The U.S.-born son of Indian immigrants, Khanna is counting on the Indian-American community to come out in force on Nov. 8 to help catapult him into Congress to represent a swath of Silicon Valley stretching from Fremont to Cupertino. But when it comes to politics, Indian-Americans have been far more successful at bankrolling candidates of Indian heritage than galvanizing behind them.
As Khanna learned from his loss two years ago, it’s hard to weave together a cohesive voting bloc out of a constituency whose members trace their roots back to a country with 22 official languages and nine major religions. That task is even more difficult as a challenger running against Honda, a Japanese-American who attended high school in San Jose, has been elected to four different offices, and has had decades to build relationships with Indian-Americans of all stripes.

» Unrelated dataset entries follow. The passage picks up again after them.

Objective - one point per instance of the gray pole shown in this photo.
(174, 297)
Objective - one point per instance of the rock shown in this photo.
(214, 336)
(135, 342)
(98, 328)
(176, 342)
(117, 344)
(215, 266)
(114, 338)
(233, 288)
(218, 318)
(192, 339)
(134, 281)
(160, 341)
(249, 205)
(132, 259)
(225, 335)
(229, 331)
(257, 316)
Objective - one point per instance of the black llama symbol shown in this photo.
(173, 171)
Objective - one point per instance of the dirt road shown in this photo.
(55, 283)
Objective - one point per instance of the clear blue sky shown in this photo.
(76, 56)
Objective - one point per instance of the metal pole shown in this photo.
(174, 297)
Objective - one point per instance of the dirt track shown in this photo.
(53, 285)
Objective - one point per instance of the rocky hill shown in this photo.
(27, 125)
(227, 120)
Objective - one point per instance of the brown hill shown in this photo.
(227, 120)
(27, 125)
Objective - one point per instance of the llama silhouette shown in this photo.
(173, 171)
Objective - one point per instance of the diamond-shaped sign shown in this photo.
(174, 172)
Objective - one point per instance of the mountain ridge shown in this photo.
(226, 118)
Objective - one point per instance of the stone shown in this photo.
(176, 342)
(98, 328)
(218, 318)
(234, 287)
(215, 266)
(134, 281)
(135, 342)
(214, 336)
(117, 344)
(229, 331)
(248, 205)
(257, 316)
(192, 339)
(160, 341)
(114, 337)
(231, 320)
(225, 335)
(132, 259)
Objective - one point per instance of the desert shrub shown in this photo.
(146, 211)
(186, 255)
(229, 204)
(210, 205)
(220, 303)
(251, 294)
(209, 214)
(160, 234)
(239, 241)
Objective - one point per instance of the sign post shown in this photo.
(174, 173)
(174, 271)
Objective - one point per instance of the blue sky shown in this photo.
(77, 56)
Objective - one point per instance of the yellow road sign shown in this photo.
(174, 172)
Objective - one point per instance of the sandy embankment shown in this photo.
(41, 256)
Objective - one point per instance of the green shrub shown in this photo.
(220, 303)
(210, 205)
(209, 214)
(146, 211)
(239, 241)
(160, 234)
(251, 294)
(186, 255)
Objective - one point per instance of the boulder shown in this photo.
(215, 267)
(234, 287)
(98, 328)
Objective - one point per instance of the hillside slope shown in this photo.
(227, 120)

“It would be presumptuous for anyone to think they can get such a diverse community to rally completely around them,” said Khanna.
Many members of Silicon Valley’s Indian-American community have had enormous success launching startups and now run gold standard companies like Google and Adobe, but Indian-Americans are largely absent from the corridors of political power — even in the 17th congressional district, where they account for 1 in 10 voters.

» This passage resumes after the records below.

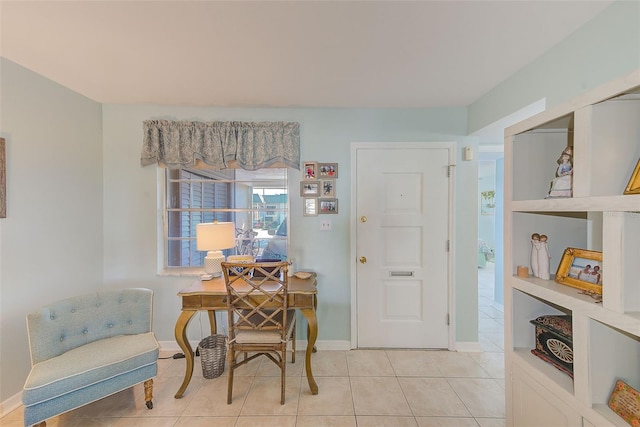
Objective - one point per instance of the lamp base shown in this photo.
(212, 263)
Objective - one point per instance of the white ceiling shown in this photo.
(285, 53)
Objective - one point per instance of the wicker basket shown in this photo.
(213, 353)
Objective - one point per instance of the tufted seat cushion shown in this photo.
(88, 347)
(89, 364)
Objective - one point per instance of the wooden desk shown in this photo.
(211, 295)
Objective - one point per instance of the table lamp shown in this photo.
(213, 237)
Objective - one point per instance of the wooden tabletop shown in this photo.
(216, 286)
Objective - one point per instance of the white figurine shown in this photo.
(562, 184)
(535, 249)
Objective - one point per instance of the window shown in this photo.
(256, 201)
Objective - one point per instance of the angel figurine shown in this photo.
(562, 184)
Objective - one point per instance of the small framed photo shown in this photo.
(328, 170)
(581, 269)
(633, 187)
(310, 188)
(329, 206)
(310, 170)
(328, 188)
(309, 206)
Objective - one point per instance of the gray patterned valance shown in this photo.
(221, 145)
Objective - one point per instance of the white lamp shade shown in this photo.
(211, 236)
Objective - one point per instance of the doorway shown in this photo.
(402, 222)
(490, 288)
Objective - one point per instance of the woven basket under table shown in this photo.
(213, 353)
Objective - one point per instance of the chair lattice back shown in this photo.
(257, 296)
(259, 322)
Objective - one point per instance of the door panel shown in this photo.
(402, 289)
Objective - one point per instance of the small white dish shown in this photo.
(302, 275)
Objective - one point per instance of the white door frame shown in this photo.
(355, 146)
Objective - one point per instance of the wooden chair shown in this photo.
(260, 323)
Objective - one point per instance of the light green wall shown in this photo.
(131, 203)
(602, 50)
(51, 240)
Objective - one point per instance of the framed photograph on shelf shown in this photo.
(582, 269)
(328, 188)
(328, 206)
(328, 170)
(309, 206)
(309, 188)
(633, 187)
(310, 170)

The numbers are even more sparse in Khanna’s hometown of Fremont. Indian- and Chinese-American residents each make up about 20 percent of the city’s 224,000 residents.

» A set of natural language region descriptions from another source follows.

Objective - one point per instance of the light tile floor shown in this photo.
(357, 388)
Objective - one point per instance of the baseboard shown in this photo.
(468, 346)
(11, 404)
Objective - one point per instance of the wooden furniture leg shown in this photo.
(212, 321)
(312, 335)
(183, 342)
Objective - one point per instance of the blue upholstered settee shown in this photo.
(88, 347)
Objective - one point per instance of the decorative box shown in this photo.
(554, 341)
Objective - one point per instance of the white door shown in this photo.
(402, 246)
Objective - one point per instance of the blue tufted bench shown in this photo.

“In Silicon Valley, there is a sense among Chinese-Americans that Indo-Americans are doing better when it comes to business leadership and rising up quickly to positions of corporate power,” said Karthick Ramakrishnan, a UC Riverside political science professor who directs the National Asian American Survey. When it comes to politics, though, Indians marvel at the success of their Chinese-American neighbors.
“It’s sad that we haven’t achieved the same success in politics as we have in other endeavors,” said Raj Salwan, a veterinarian Democratic Party donor who is trying for the second time to win election to the Fremont City Council.
“It’s democracy at its best and messiest,” said former Fremont Councilwoman Anu Natarajan, who ran unsuccessfully for mayor four years ago. Or as Salwan, who campaigned for Natarajan’s white opponent in that mayor’s race, put it: “We don’t fall into line, so to speak.”
Khanna, who said his favorite book is “The Argumentative Indian” by Nobel Prize-winning Indian economist Amartya Sen, has been working for nearly a decade to paper over divisions and offer himself as a unifying force in his community.
He cites his grandfather’s personal struggle in the battle for India’s independence, while presenting himself as a second-generation secular Hindu who has moved beyond the divisions of the old country.
Khanna also has reached out to Sikhs, a minority religious group in India that still nurses wounds of violence against them — most notably in 1984, when thousands of Sikhs were killed in the majority Hindu nation after two Sikh bodyguards assigned to Prime Minister Indira Gandhi, assassinated her in retaliation for ordering Operation Blue Star.
Appearing with Honda at the Fremont Sikh temple two years ago, Khanna called the mass killings “a genocide,” a position not held by the U.S. State Department. When pressed by his hosts, Honda wouldn’t use the term “genocide.”
“That is what made me support Ro,” said Amrit Sra, a Silicon Valley executive who attended the event.
Indian-American leaders say they sense stronger support for Khanna this time around, and last June’s primary election results seem to support their case. After losing to Honda by 20 percentage points in the 2014 primary, Khanna won this year’s contest by two percentage points, running strongest in heavily Indian-American precincts in South Fremont and Cupertino.
“I think the community will converge around Ro,” said Saratoga Councilman Rishi Kumar. “And he might become the big uniter who can work across political and religious lines and help us collaborate for the common good.”